Der Bioackerbauring Rheintal (BARR) organisierte am 21. Juni einen Flurgang in Liechtenstein. Besichtigt wurden der Praxisversuch zur Erdmandelgrasbekämpfung im Biolandbau und verschiedene Getreide und Körnerleguminosen.

Der Bioackerbauring Rheintal (BARR) organisierte einen Flurgang in Liechtenstein. Bilder: zVg.
Der Bioackerbauring Rheintal (BARR) organisierte einen Flurgang in Liechtenstein. Bilder: zVg.

Als Begleitprojekt zur Umsetzung der Erdmandelgrasverordnung in Liechtenstein wurde im Frühjahr 2022 auf vier Feldern in Schaan ein Versuch angelegt. Verglichen werden die Verfahren Schwarzbrache mit Fräse, Schwarzbrache mit Egge, Fruchtfolge mit intensiver Stoppelbearbeitung und intensive Grünlandschnittnutzung. Ziel des Versuchs ist es, innert vier Jahren die Entwicklung des Erdmandelgrasvorkommens und die Keimfähigkeit der Erdmandeln zu verfolgen, in den Verfahren zu beobachten und daraus Empfehlungen für die Praxis abzuleiten. Dazu wurden vor dem Versuchsstart im März und nach der ersten Saison im Oktober 2022 Erdproben genommen und die enthaltenen Erdmandeln ausgewaschen sowie je ein Keimtest durchgeführt. Im ersten Jahr konnte in den beiden Schwarzbracheverfahren eine Reduktion der Erdmandeln dokumentiert werden. Maike Krauss vom Forschungsinstitut für biologischen Landbau (FiBL) stellte den Versuch vor und zeigte die ersten Ergebnisse.

Besichtigung der Felder

Florian Bernardi und Klaus Büchel Anstalt informierten über die Aktivitäten zu Anbau und Verarbeitung von Getreide und Körnerleguminosen in Liechtenstein. Besichtigt wurden Braugerste, Schwarzhafer, Hirse, Einkorn, Triticale, Hartweizen, Dinkel, Erbsen, Soja und Ackerbohnen.
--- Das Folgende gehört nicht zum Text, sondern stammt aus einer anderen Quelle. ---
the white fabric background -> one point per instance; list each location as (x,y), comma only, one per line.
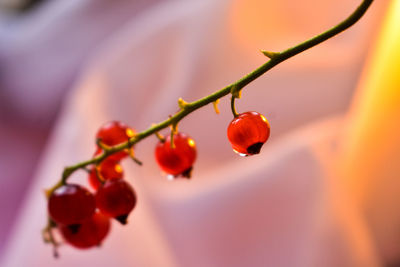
(279,208)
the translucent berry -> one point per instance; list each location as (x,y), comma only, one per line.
(177,160)
(90,233)
(71,204)
(116,198)
(248,132)
(108,169)
(114,133)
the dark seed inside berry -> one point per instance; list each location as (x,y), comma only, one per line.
(122,219)
(254,148)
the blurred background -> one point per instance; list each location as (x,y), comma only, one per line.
(322,193)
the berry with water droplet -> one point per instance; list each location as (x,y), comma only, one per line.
(248,132)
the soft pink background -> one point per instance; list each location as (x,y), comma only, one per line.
(69,66)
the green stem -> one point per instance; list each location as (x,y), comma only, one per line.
(187,108)
(233,108)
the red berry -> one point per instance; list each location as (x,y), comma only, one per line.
(248,132)
(114,133)
(176,160)
(71,204)
(116,198)
(90,233)
(108,169)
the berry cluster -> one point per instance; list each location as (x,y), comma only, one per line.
(83,217)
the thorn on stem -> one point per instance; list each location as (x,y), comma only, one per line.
(182,103)
(269,54)
(215,104)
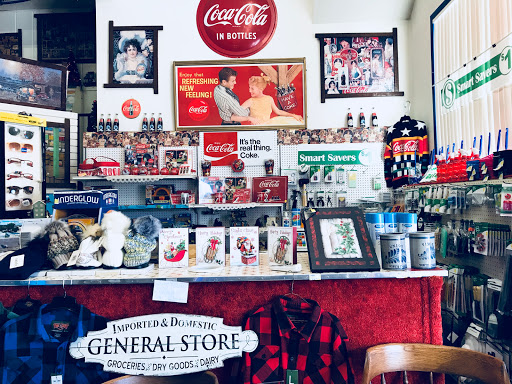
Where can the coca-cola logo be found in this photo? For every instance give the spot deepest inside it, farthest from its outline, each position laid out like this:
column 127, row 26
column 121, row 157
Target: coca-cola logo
column 408, row 146
column 269, row 184
column 198, row 110
column 220, row 148
column 236, row 28
column 131, row 108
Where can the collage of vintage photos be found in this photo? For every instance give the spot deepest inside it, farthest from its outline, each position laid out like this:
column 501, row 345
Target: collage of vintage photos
column 123, row 139
column 358, row 65
column 331, row 136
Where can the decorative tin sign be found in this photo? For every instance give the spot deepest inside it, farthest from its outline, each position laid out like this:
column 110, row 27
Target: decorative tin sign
column 163, row 344
column 244, row 246
column 131, row 108
column 173, row 248
column 236, row 28
column 211, row 246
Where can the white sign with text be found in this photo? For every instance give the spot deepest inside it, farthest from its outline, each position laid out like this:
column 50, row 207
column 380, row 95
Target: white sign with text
column 163, row 344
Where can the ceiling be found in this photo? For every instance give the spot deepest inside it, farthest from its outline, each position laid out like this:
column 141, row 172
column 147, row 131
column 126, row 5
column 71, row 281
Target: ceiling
column 354, row 11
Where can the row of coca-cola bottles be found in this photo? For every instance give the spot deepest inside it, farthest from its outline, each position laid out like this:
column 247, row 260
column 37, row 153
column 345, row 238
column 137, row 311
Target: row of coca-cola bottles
column 362, row 120
column 151, row 125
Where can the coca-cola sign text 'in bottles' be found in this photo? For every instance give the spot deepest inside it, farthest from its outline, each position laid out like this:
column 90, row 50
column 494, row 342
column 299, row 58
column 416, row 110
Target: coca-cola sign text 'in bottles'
column 236, row 28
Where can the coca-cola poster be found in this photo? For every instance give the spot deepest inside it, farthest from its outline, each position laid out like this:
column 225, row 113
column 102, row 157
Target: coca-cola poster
column 241, row 95
column 222, row 148
column 236, row 28
column 362, row 64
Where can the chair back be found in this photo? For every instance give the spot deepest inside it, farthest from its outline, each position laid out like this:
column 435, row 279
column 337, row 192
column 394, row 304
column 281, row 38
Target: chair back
column 194, row 378
column 433, row 358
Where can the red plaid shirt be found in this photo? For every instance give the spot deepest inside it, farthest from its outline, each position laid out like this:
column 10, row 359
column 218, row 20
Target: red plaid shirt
column 296, row 335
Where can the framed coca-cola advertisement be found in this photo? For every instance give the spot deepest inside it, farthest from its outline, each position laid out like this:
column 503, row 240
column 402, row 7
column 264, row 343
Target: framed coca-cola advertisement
column 358, row 65
column 133, row 57
column 240, row 94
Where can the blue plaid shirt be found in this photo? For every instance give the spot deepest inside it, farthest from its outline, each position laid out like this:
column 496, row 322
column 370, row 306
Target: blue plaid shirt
column 34, row 347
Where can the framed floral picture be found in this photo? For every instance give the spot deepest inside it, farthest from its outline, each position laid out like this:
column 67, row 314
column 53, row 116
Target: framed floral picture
column 133, row 57
column 338, row 240
column 358, row 65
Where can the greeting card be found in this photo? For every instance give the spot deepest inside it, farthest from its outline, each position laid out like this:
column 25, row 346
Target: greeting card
column 282, row 245
column 211, row 246
column 173, row 248
column 244, row 246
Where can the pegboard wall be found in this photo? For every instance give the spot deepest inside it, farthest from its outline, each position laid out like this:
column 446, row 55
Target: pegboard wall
column 490, row 265
column 365, row 177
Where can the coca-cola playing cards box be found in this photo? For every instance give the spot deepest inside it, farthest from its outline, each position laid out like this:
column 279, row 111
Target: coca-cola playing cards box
column 272, row 189
column 173, row 248
column 210, row 246
column 244, row 246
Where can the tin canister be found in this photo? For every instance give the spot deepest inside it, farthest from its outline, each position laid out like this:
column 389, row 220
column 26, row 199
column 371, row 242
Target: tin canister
column 423, row 250
column 375, row 224
column 390, row 223
column 393, row 252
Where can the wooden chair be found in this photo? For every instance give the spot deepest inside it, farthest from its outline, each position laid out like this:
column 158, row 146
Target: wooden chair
column 433, row 358
column 193, row 378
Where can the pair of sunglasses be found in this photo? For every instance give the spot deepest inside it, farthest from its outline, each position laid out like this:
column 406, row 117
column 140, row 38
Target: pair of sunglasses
column 14, row 160
column 19, row 203
column 14, row 190
column 18, row 174
column 15, row 131
column 25, row 148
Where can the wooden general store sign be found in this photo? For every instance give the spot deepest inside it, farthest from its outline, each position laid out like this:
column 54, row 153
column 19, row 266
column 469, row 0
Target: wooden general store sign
column 163, row 344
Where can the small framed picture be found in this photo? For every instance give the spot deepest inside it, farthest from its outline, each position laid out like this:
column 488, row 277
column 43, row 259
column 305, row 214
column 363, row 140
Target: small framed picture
column 210, row 246
column 338, row 240
column 244, row 246
column 173, row 248
column 133, row 57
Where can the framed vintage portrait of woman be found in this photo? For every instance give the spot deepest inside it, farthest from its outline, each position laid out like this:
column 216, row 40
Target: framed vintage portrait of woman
column 133, row 57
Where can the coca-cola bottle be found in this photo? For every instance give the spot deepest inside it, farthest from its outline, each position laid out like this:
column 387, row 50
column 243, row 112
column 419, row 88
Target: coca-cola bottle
column 350, row 120
column 375, row 121
column 152, row 123
column 108, row 124
column 115, row 127
column 160, row 123
column 101, row 124
column 145, row 124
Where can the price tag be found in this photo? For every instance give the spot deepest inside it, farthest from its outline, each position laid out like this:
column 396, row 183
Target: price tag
column 172, row 291
column 17, row 261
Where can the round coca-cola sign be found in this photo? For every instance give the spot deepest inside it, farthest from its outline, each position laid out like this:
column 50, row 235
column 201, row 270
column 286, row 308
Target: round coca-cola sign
column 198, row 110
column 236, row 28
column 131, row 108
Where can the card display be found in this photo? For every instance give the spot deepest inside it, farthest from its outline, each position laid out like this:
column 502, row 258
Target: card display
column 244, row 246
column 173, row 248
column 282, row 245
column 211, row 246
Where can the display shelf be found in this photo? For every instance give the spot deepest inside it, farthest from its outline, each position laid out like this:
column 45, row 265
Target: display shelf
column 458, row 183
column 133, row 178
column 228, row 274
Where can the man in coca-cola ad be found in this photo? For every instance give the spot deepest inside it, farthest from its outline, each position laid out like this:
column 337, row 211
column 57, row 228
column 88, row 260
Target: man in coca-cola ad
column 228, row 102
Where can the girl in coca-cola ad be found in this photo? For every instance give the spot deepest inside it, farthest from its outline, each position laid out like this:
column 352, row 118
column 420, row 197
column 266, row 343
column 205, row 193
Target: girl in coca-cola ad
column 261, row 106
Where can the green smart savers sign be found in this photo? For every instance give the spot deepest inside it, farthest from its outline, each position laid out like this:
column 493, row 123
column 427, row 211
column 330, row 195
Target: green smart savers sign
column 334, row 156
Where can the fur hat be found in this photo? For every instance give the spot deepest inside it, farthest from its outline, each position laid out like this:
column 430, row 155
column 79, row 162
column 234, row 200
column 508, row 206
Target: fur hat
column 141, row 241
column 115, row 221
column 147, row 226
column 62, row 243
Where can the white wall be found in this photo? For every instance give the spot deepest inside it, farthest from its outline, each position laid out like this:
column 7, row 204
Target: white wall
column 294, row 37
column 420, row 76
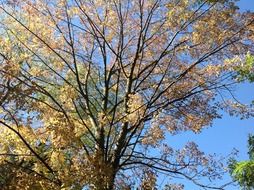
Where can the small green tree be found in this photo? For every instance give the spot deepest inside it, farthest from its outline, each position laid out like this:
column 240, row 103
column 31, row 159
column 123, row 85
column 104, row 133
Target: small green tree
column 243, row 172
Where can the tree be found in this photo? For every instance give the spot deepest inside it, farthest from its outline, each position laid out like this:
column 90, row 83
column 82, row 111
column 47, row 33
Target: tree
column 242, row 172
column 90, row 89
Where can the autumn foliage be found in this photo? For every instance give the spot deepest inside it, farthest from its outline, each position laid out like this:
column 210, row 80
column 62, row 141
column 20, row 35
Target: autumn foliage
column 90, row 90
Die Landwirte Martin Kaiser, Georg Frick und Samuel Schierscher gaben Einblick in die Kulturführung und die Anbauerfahrungen. Neben dem Anbau erfolgt eine Produktions- und agrarökologische Beratung zum Aufbau von regionalen Wertschöpfungskreisläufen für Getreide und Speiseleguminosen. Ziel ist es, technische Grundlagen zu Anbau (Saat, Bodenbearbeitung, Unkrautbekämpfung) und Kulturführung von speziellen Getreidearten und Leguminosen zu sammeln. Neben dem Anbau wird die Wertschöpfungskette für die lokale Verarbeitung evaluiert und Rahmenbedingungen für die Verarbeitung und Vermarktung erarbeitet. Zudem werden Möglichkeiten der Verwertung von Nebenprodukten (z.B. Spelzen, Kleie, Ölkuchen) in der Fütterung aufgezeigt.
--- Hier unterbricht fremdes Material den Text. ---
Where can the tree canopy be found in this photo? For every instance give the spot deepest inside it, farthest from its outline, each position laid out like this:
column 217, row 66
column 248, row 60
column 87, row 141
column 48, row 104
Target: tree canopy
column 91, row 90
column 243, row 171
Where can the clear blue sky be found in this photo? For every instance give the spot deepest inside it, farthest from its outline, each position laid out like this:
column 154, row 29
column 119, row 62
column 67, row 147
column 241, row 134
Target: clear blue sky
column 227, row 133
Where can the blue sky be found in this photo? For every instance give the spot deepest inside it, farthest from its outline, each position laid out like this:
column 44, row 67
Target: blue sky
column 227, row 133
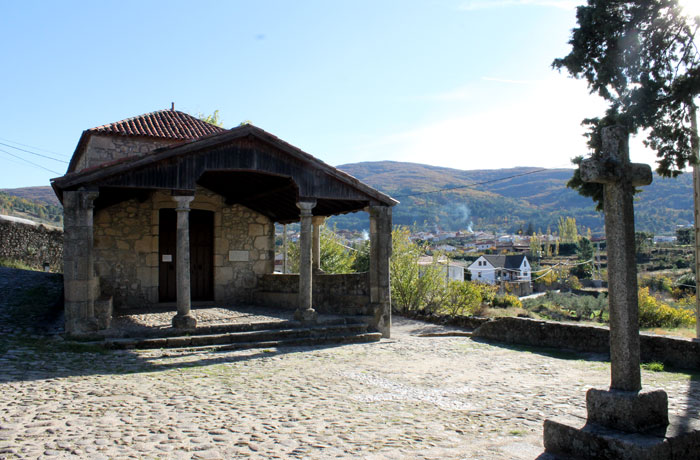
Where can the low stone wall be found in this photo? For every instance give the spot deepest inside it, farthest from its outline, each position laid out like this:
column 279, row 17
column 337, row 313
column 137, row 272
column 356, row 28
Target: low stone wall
column 676, row 352
column 32, row 244
column 346, row 294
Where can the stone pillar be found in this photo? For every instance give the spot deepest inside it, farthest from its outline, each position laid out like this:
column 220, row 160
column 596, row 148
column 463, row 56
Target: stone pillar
column 305, row 311
column 284, row 249
column 184, row 318
column 625, row 406
column 379, row 276
column 79, row 280
column 317, row 221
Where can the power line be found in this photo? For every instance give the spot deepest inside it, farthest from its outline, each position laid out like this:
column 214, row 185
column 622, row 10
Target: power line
column 470, row 185
column 33, row 153
column 33, row 147
column 30, row 162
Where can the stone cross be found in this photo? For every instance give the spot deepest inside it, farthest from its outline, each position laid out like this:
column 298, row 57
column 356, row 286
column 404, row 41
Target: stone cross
column 612, row 168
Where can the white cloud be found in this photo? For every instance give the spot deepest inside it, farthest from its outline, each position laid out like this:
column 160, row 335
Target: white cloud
column 474, row 5
column 540, row 126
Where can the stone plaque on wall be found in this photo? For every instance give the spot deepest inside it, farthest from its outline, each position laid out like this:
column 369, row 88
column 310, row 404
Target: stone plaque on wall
column 238, row 256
Austausch bei Bier und Chips

Der Flurgang bot eine gute Möglichkeit, um Erfahrungen und Wissen auszutauschen. Bei Liechtensteiner Bier und Bio-Ribelmaischips diskutierten die Teilnehmer über weitere Kulturen und Möglichkeiten der Zusammenarbeit.

 

Es wurde über den Anbau von Getreide und Körnerleguminosen informiert.
Es wurde über den Anbau von Getreide und Körnerleguminosen informiert.